Coming Out of the Pose
Inhale, turn your feet 180 degrees, and, without changing the position of your legs, turn your body to the other side and repeat the asana. Then lower your arms along your body, bring your legs together and return to Tadasana. As a rule, Virabhadrasana 2 is performed in sequence (1, 2, 3).
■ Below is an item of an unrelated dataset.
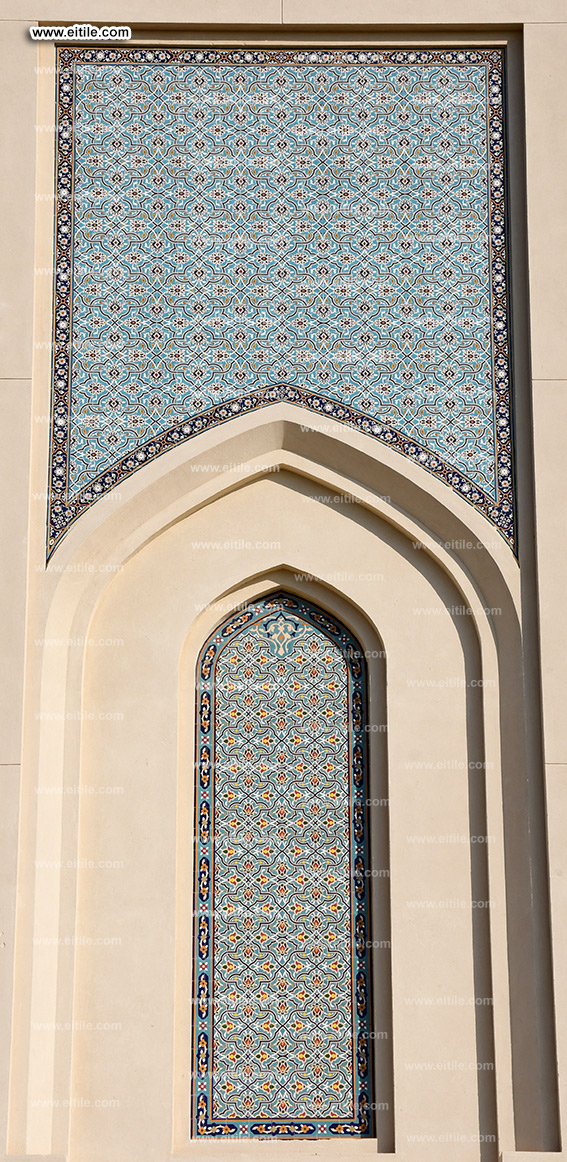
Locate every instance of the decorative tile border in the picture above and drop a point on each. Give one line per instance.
(84, 465)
Asana Alignment / Control Points
- strongly stretch both arms to the sides as if they are being stretched in opposite directions;
- when turning your head towards the bent leg, do not turn your body, it should be fixed;
- the feet of both legs are pressed to the floor with their entire area!
Benefits
- strengthens and stretches the legs and ankles;
- stretches and opens the groin and hip joints;
- stretches the chest area, shoulders;
- stimulates abdominal organs;
- increases endurance;
- relieves back pain (especially recommended to perform for these purposes in the second trimester of pregnancy);
- helps relieve carpal tunnel syndrome;
- contributes to the cure of flat feet, infertility, osteoporosis.
Contraindications
- high blood pressure;
- diarrhea;
- with neck problems: do not turn your head. Continue looking straight ahead, while evenly lengthening the sides of your neck.
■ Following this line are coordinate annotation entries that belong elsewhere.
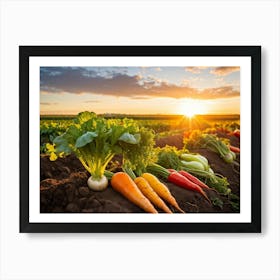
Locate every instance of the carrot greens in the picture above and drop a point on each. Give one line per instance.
(95, 141)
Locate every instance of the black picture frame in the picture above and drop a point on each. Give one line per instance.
(254, 52)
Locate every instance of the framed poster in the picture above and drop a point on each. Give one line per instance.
(140, 138)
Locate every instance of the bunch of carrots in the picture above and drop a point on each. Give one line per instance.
(145, 191)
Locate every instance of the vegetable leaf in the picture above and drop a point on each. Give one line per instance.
(85, 139)
(129, 138)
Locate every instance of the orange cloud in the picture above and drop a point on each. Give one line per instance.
(223, 71)
(195, 69)
(121, 84)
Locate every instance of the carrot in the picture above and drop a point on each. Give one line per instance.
(161, 190)
(148, 191)
(122, 183)
(236, 133)
(234, 149)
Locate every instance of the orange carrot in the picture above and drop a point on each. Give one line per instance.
(148, 191)
(161, 190)
(122, 183)
(234, 149)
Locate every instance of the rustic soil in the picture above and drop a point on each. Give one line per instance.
(63, 187)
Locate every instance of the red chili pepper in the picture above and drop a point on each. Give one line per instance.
(181, 181)
(193, 179)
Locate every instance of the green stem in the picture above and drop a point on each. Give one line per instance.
(129, 172)
(156, 168)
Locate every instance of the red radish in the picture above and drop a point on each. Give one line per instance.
(193, 179)
(234, 149)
Preparatory Yoga Exercises
- Baddha Konasana;
- Supta Padangusthasana ;
- Uttthita Trikonasana ;
- Vrksasana.
Deep Practice
To further stretch your arms to the sides and increase their strength, turn your palms and inner elbows towards the ceiling, while continuing to pull your shoulder blades down. Then, maintaining the turn of your arms, turn only your palms to the floor.
Variations
- Simplified Version If you find it difficult to maintain balance when turning your body and simultaneously stretching your spine, perform the asana standing against a wall. Stand at a right angle to the wall and actively lean against the wall with the foot of the leg that should be straightened. Or press against the wall with your entire back surface: heels, hips and back of the head. Perform the asana along the wall.
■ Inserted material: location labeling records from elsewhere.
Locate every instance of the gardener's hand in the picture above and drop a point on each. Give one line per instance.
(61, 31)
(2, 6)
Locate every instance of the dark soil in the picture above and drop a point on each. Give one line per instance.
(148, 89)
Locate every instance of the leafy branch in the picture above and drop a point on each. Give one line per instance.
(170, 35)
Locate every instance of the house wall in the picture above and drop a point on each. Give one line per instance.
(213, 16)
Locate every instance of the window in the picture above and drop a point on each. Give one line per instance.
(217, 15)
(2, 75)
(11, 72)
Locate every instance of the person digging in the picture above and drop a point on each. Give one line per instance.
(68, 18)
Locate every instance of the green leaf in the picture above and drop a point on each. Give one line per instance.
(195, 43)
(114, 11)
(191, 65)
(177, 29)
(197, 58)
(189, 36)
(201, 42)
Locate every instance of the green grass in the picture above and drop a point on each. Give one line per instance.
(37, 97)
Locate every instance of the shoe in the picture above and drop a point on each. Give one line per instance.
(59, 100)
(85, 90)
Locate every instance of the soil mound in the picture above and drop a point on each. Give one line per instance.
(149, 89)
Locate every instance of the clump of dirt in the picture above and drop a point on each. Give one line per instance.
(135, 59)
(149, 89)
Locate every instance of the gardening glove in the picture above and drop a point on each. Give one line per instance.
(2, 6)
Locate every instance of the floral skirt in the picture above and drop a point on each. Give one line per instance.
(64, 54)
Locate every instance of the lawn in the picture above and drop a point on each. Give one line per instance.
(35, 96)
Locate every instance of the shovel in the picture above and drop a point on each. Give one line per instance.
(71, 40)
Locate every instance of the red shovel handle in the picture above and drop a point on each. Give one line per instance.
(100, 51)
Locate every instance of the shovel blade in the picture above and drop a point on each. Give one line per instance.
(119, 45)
- Complicated Version In the description above, the shoulders are directly above the pelvis, and the sides of the body are equally long. As an option, you can slightly tilt your torso back from the leg in front, the arms also tilt slightly with the body, but remain strong. This contributes to a greater stretch of the side of the body that is closer to the leg in front. Repeat the variation to the other side.